Über mögliche Motive wird gar nicht erst spekuliert, der bildgewaltige Film der tunesisch-kanadischen Regisseurin Meryam Joobeur konzentriert sich auf die schmerzhafte Lücke, die das Verschwinden der Brüder im Leben von Aïcha, Brahim und Adam reißt. Als Mehdi ohne seinen Bruder, dafür aber mit einer geheimnisvollen Frau mit stahlblauen Augen (Dea Liane) an seiner Seite wieder auftaucht, entfaltet sich ein vielschichtiges psychologisches Drama mit unerwartetem Ausgang.
Joobeurs Spielfilmdebüt basiert auf ihrem Kurzfilm „Brotherhood“, der 2020 für einen Oscar nominiert war. Mit identischer Besetzung legt sie nun ein beeindruckendes Drama vor, dessen Oberfläche sich permanent verändert. Die Annahmen, worum es in dieser Geistergeschichte im Kern geht, brechen ständig zusammen und stapeln sich zu neuen Möglichkeiten auf. Auch die Figuren unterlaufen in ihrer stillen Zärtlichkeit und Verletzlichkeit die Klischees.
Die junge Regisseurin vertraut in ihrer ebenso geheimnisvollen wie packenden Geschichte der Kraft der Bilder.
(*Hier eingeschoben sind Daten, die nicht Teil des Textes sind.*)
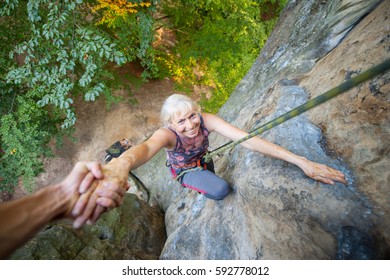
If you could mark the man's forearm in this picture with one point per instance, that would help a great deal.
(23, 218)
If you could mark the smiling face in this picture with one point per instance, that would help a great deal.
(186, 123)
In „Who do I belong to“ wird mehr geschwiegen als gesprochen, vieles bleibt unsagbar. Die Kamera von Vincent Gonneville tastet die beeindruckende Landschaft nach Antworten auf die vielen Rätsel ab, die der Film stellt. Dabei gleitet die filmische Handlung immer wieder in Traumsequenzen, in denen sich ein Schleier über die körnigen Bilder legt.
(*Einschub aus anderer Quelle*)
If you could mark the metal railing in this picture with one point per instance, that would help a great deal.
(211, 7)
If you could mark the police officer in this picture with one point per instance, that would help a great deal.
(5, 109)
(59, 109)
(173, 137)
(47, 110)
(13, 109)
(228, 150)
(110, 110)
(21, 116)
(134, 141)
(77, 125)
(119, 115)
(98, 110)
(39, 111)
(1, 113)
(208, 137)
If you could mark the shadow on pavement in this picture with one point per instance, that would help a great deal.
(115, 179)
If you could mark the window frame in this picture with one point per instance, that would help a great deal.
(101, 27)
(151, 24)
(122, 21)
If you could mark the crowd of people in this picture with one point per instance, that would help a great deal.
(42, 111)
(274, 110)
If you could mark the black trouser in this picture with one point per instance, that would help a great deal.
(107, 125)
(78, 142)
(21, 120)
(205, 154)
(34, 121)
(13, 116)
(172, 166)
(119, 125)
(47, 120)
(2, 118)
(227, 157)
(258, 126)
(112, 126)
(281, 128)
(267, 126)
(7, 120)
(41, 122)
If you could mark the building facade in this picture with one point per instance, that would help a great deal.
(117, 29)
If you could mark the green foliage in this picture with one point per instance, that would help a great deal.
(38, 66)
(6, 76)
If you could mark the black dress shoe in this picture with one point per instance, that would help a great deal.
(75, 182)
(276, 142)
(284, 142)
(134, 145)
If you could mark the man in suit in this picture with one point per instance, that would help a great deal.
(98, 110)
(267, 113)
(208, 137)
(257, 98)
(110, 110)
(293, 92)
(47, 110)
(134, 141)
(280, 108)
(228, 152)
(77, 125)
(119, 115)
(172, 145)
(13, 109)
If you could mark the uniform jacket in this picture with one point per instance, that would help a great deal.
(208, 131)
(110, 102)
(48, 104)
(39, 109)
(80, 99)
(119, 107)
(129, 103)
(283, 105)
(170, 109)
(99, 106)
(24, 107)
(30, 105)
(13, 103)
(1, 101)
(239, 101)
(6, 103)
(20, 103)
Nach Mehdis Rückkehr verschwinden in der Gegend mehrere Männer spurlos. Der junge Polizist Bilal (Adam Bessa), ein Freund der Familie, muss herausfinden, was hinter den mysteriösen Ereignissen steckt. Dabei stößt er auf eine schreckliche Geschichte der Gewalt, die andernorts ihren Ursprung hat und niemanden unbeschadet lässt. Joobeur zeigt am Beispiel einer einfachen Familie, wie die Grausamkeiten des Islamischen Staats die muslimischen Gesellschaften erfassen und alle Gewissheiten infrage stellen.
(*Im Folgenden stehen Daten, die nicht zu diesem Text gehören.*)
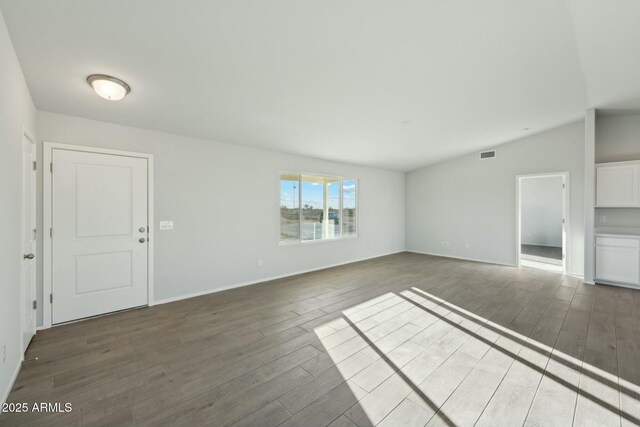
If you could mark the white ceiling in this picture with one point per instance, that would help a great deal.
(396, 84)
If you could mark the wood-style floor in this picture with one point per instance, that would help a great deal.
(401, 340)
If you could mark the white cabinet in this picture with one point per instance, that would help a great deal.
(618, 184)
(618, 259)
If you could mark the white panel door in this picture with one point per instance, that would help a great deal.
(617, 185)
(100, 241)
(28, 276)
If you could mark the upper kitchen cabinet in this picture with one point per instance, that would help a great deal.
(618, 185)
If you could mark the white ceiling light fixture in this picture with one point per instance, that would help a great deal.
(108, 87)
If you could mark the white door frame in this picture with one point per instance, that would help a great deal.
(47, 219)
(25, 134)
(566, 214)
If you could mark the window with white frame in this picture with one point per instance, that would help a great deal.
(317, 207)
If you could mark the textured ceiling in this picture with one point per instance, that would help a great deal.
(393, 84)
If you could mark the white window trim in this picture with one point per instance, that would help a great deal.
(320, 175)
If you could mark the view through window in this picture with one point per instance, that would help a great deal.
(316, 207)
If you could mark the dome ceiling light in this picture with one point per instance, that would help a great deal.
(108, 87)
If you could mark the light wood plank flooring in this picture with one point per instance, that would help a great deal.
(402, 340)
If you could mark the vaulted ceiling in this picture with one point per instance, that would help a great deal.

Außerhalb des Wettbewerbs um die Bären ist auf der Berlinale unter anderem Thomas Arslans Heist Movie „Verbrannte Erde“ zu sehen. Die ganz auf Action geschnittene Fortsetzung seiner Trilogie über den Berufsverbrecher Trojan (Mišel Matičević), die 2010 mit „Im Schatten“ begann, spielt zwar in Berlin, von der Stadt selbst ist aber kaum was zu sehen. Stattdessen bewegt man sich mit den Figuren an den Nicht-Orten der Stadt. Baumarktparkplätze, Ausfallstraßen und Stadtbrachen sind das Revier, wo der Puls der Welt des Verbrechens schlägt.
Die Story ist schnell erzählt. Der lange Zeit untergetauchte Trojan braucht dringend Geld und lässt sich darauf ein, mit dem Profidieb Luca (Tim Seyfi), der Erlkönig-Testfahrerin Diana (Marie Leuenberger) und dem Computerexperten Chris (Bilge Bingül) ein Gemälde aus einem Museum zu holen. Der Raub könnte besser nicht laufen, allerdings hakt es bei der Übergabe. Der Auftraggeber will die vereinbarten 1,4 Millionen Euro nicht mehr zahlen, sein Mittelsmann Victor (Alexander Fehling) soll das Gemälde an sich bringen. Trojans Trupp versucht derweil, das Gemälde an das Museum zu verkaufen, dem sie es entwendet haben. Und so beginnt ein ebenso temporeiches wie spannungsgeladenes Katz-und-Maus-Spiel. Ohne grob Worte, dafür aber perfekt für die große Leinwand.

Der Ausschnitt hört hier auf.